The future of the Darlington plant is safe in his hands, such is the depth of his knowledge and influence in this sector, his passion for engines and his confidence in the groundbreaking fuel-agnostic R&D work being done here.

The Northern Echo: The Cummins plant at DarlingtonThe Cummins plant at Darlington

In March the company announced it would invest £14m at Darlington, building a new facility to test engine technologies.

The new centre will mean Cummins - a key partner in The Northern Echo's Level Up campaign - can develop a wide range of power technologies, including engines to operate on green hydrogen, renewable natural gas, or sustainable diesel. Its installation and testing capability will also extend to hydrogen fuel cell and battery electric powertrains.

Read more: Cummins to build new £14m engine testing facility at Darlington

The first phase is expected to open for operations by May next year.

“The internal combustion engine will be still with us for 20 years or more, and we have a very strong product portfolio,” he explains.

“We can continue driving forwards despite the market shrinking a little bit in different segments because we will continue investing in the future of new technologies like our hydrogen internal combustion engine. That will be so important for us.

“I believe there is a lot of good potential for the future, which is why we are making important decisions like developing a truck with a fuel cell which  will be tested as a prototype. We need to prepare our team to be able to work on all different kinds of  alternative products in the future.”



Hydrogen as a fuel meant little to this part of the world only a few years ago, but now it is a core element of a new energy economy where we stand ready to lead the world once again and it is a huge bonus for the whole region and for the UK’s changing energy needs that Cummins will be playing a key role.

There are challenges to face as well, with Brexit high on the list as it is for any global operation.

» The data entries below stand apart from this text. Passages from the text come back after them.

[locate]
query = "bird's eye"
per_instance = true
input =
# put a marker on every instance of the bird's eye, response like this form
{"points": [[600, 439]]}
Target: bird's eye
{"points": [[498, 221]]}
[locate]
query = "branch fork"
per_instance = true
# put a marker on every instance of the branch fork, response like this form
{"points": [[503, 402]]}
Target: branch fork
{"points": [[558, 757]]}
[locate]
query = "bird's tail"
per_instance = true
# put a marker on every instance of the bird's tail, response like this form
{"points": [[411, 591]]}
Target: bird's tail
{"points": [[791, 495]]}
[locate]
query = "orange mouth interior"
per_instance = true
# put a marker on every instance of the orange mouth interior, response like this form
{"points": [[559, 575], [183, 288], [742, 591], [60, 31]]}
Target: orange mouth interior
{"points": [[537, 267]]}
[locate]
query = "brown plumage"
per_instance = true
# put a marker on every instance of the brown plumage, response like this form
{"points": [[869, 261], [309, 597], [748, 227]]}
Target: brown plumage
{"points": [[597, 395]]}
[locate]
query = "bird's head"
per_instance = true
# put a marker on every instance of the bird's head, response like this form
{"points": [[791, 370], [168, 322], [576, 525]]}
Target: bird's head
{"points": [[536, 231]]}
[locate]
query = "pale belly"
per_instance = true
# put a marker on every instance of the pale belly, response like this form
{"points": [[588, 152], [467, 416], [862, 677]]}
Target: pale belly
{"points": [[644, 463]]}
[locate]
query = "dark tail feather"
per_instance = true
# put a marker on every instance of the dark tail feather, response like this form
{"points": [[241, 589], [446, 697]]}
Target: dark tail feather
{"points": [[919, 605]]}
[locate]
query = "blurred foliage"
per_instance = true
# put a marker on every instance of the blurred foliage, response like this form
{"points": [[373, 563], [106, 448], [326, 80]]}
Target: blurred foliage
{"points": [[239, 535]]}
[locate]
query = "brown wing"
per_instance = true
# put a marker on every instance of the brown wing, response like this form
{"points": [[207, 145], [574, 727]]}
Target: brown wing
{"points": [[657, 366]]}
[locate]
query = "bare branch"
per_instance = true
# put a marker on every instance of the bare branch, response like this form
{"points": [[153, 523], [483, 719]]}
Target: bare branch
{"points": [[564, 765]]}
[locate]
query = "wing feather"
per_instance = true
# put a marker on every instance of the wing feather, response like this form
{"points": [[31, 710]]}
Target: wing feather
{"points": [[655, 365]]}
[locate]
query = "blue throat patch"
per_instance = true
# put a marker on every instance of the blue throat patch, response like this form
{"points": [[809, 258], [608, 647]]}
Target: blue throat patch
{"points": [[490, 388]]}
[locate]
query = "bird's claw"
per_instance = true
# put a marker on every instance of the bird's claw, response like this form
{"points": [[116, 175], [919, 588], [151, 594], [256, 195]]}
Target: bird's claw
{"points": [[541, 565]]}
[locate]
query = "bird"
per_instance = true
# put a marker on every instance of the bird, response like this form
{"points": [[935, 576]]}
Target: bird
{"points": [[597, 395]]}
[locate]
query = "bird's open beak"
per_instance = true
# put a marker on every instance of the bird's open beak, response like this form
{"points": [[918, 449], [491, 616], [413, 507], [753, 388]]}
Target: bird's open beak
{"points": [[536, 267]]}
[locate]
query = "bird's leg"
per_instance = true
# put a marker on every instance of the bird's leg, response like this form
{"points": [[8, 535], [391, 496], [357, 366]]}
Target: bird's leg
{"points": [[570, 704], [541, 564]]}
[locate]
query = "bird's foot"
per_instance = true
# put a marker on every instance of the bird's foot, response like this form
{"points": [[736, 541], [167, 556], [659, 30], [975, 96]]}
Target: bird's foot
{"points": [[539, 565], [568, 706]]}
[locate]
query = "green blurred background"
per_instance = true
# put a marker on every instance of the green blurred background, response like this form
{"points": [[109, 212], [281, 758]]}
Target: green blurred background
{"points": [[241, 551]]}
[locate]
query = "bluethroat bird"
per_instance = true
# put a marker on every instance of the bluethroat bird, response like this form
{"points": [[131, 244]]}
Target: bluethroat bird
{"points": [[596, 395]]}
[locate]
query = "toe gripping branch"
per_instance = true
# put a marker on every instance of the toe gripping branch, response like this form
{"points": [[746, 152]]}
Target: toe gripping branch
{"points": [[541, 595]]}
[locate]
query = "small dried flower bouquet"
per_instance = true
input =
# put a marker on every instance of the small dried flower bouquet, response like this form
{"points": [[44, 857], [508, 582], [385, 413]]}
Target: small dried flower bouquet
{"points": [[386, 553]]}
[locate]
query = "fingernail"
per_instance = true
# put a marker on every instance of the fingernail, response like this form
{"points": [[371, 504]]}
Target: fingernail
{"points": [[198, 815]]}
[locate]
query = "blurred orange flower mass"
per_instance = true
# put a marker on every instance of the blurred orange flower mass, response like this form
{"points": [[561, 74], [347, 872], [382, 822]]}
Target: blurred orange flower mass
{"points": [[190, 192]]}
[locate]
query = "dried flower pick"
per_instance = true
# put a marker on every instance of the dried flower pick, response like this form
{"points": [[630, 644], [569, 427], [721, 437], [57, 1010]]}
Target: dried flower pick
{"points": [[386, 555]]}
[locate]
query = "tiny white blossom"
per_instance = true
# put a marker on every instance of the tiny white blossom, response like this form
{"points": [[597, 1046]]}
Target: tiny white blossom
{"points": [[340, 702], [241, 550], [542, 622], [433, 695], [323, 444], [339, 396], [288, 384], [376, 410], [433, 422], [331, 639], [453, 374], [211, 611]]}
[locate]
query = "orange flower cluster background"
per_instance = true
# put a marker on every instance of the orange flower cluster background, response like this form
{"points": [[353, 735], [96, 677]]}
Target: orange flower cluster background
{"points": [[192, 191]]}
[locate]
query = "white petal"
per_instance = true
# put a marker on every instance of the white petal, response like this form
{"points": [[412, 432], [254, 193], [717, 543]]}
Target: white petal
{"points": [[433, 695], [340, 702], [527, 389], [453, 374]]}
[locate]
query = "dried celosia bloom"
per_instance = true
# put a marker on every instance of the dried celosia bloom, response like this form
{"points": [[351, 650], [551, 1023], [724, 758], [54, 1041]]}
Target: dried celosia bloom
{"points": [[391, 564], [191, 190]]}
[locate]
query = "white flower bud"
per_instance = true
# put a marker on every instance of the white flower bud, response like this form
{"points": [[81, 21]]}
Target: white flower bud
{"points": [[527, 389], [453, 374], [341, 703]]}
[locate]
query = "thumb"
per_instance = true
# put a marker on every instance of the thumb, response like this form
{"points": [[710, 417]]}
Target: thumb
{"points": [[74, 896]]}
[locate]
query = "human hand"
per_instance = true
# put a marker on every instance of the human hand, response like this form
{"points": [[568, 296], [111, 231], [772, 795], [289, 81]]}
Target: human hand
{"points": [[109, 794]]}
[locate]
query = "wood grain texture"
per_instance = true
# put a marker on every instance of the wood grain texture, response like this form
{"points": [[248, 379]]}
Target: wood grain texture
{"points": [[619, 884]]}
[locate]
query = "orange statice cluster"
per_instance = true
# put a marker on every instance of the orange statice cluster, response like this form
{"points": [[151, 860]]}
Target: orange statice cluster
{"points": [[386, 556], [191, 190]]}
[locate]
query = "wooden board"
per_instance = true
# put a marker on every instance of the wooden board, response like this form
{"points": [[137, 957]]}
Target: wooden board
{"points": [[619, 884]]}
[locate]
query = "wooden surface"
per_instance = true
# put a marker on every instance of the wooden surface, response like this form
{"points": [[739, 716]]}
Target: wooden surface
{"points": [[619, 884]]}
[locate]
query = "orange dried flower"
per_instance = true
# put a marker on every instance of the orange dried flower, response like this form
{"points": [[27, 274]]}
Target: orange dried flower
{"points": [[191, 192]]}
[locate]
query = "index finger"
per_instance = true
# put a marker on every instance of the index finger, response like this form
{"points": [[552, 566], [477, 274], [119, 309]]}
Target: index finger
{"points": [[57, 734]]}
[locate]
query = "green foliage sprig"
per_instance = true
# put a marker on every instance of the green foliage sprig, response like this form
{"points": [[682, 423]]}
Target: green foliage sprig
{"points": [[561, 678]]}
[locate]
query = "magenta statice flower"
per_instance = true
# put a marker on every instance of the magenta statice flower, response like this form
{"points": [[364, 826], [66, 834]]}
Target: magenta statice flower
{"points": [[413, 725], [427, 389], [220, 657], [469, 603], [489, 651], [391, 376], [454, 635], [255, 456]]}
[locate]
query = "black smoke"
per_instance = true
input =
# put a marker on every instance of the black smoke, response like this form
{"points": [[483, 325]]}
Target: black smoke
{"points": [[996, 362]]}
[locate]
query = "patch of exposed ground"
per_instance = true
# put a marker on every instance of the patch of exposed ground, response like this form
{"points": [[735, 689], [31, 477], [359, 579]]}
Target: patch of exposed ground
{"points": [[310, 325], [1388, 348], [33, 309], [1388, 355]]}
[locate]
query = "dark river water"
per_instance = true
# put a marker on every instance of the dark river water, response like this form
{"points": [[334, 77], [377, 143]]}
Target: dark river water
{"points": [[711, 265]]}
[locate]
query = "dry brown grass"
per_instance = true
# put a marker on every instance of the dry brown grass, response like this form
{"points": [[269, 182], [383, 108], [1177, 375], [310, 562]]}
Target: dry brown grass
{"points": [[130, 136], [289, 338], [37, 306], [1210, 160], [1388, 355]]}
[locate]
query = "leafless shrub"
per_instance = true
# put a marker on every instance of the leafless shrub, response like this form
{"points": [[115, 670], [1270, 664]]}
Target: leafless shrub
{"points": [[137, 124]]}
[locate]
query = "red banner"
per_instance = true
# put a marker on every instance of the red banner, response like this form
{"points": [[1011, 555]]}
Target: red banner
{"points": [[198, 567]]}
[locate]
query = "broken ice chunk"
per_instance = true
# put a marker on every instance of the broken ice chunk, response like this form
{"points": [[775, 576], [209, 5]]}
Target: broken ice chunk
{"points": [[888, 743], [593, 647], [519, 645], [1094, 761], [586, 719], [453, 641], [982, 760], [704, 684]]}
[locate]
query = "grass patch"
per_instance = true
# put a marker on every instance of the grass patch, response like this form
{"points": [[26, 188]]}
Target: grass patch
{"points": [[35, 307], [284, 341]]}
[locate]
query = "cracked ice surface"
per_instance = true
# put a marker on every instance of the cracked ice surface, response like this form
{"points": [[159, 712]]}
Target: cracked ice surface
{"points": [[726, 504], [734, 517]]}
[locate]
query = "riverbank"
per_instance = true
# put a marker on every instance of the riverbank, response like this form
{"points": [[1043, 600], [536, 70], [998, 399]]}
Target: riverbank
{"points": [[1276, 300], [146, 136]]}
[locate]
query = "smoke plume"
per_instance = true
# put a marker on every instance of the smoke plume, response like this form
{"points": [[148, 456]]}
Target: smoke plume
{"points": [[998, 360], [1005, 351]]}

The strength of the Cummins supply chain will be vital here, as the company develops the bonds it has with the thousands of companies it works with across the world.

Read more: Darlington engineers Cummins joins Echo's Level Up campaign

There will inevitably be threats of shortages and worrying gaps. But this is Cummins - and the company engine will be in top gear to make it seamless for the most important part of the equation. The customers.

The environment is also a battle to be won, and the Government has to play its part, says  Antonio.

“We undoubtedly need to diversify our energy which means that we need to have more hydrogen, wind and solar. Not zero oil and not zero gas, but reducing our dependence from the oil and gas countries.

“But my big concern is investment from the Government into infrastructure because we need both hydrogen and electrification in our sector.  If you want it in trucks, you need infrastructure.

“We as a company will always invest in the future, but the politicians need to play their part.”

But this is a VP and a company both used to such global challenges. Their business is about finding the answers, not being daunted by the questions. As Antonio tells me before moving to his next meeting: “I'm very optimistic about the future because we have the best product in the market. So even if the market shrinks, we can still increase our share - that has to be the target.

“Darlington and UK have a very important role to play in our growth because we have talented people with the right skills, the logistics and the infrastructure to make us one of the strongest companies in Europe.”